Genetic Elements In ASD Linked In Ways Previously Unknown


Researchers from the Donald K. Johnson Eye Institute (DKJEI), a unit of the Krembil Research Institute at the University Health Network, have discovered previously unrecognised linkages between genetic markers in autism spectrum disorder in a new study published in Cell Reports.

This neurodevelopmental condition is characterised by a broad spectrum of behavioural and physiological symptoms, such as impairments in motor, cognitive, and communication skills, seizures, and hyperactivity.

Hundreds of risk genes that may contribute to the onset of the disease have been connected to ASD, which impacts one in 50 Canadians between the ages of 1 and 17.

The purpose of this study was to determine the activities of particular risk genes in ASD and whether distinct genes congregate on shared pathways that control cellular processes like metabolism and energy production.

The majority of ASD risk genes create proteins that are essential to vital cellular processes. In this study, the research group examined 41 risk genes for ASD, many of which were previously unknown to interact with one another using a protein mapping method.

Numerous risk genes affect the functioning of mitochondria, the cell’s energy manufacturers, according to one of the team’s key discoveries. As a result of their high metabolic activity, brain cells’ mitochondria might become dysfunctional, which can affect how well the brain functions.

A postdoctoral researcher in Dr. Singh’s team, Dr. Nadeem Murtaza, states that the connection between ASD risk genes and mitochondrial dysfunction puts the spotlight on how mutations in these genes might modify brain cellular activities and ultimately generate illness symptoms.

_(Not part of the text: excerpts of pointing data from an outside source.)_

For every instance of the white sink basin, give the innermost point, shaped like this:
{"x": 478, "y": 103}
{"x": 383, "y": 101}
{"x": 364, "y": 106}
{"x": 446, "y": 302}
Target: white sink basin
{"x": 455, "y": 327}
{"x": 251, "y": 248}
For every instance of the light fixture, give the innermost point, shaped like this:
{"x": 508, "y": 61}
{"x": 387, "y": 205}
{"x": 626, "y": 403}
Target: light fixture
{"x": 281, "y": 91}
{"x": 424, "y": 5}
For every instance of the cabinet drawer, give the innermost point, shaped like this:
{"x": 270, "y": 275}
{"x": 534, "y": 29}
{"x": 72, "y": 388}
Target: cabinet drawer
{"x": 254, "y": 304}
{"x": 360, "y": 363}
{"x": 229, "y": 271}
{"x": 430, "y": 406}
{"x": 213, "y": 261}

The study also showed that the protein-based mapping approach might be used to categorise ASD patients who share a molecular signature. Since ASD is an illness with great individual variation, scientists may be able to provide more individualised treatments in the future by categorising people according to the biological causes of their symptoms. Dr. Murtaza continues that there is a great deal of room for change between the level of genetic sequences, which we are gaining a very good hold on, and what actually appears in the patient.

According to Dr. Murtaza, individuals with various genetic disorders may be more interconnected than previously believed.

This study’s use of protein-mapping technology offers the potential to deepen their understanding of how the brain works and can be used to treat many other brain disorders. In Dr. Singh’s laboratory, stem cells from a patient’s blood are transformed into three-dimensional brain tissues that display that patient’s particular gene and protein profiles. The next step is to use this technology on patient-specific brain tissue created in the facility.

According to Dr. Singh, this would make it possible to investigate the specific illness mechanisms of a patient and ultimately evaluate the efficacy of various treatments. He continues, this ground-breaking strategy will pave the way for these technologies to be employed more extensively and to treat other diseases as well. A wonderful opportunity to utilise this technology and their current findings is to collaborate with colleagues at Krembil, with projects that span a large array of neurodegenerative, arthritic, and vision-related problems.